Spermidine can also be taken to support mitochondrial health. This profoundly important nutrient promotes autophagy and a healthy immune system.
Exercise has proven to protect against mitochondrial decline. Physical fitness will maintain muscle mass which encourages the health and growth of your mitochondria.
Foods high in antioxidants can also prevent damage caused by ROS. Such foods include: raw cacao, berries, matcha, pecans, artichokes, beets, kale, and spinach. Anti-inflammatory foods like heart-healthy oils, fish, fruits, nuts, garlic, herbs, and chocolate can also be beneficial.

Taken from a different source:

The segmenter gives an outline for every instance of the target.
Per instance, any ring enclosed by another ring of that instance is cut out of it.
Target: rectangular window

Limit your exposure to toxic chemicals like pesticides and heavy metals. Eating food that is organic and using products that are BPA and phthalate-free will help limit your exposure to mitochondrial damaging toxins.
Taking molecular hydrogen daily will decrease the damaging free radicals that are produced with the increase in reactive oxygen species. This will decrease inflammation and protect the mitochondria from damage.
Taking PQQ will increase the replication of mitochondria supplying new and healthy organelles. PQQ was classified as an essential micronutrient.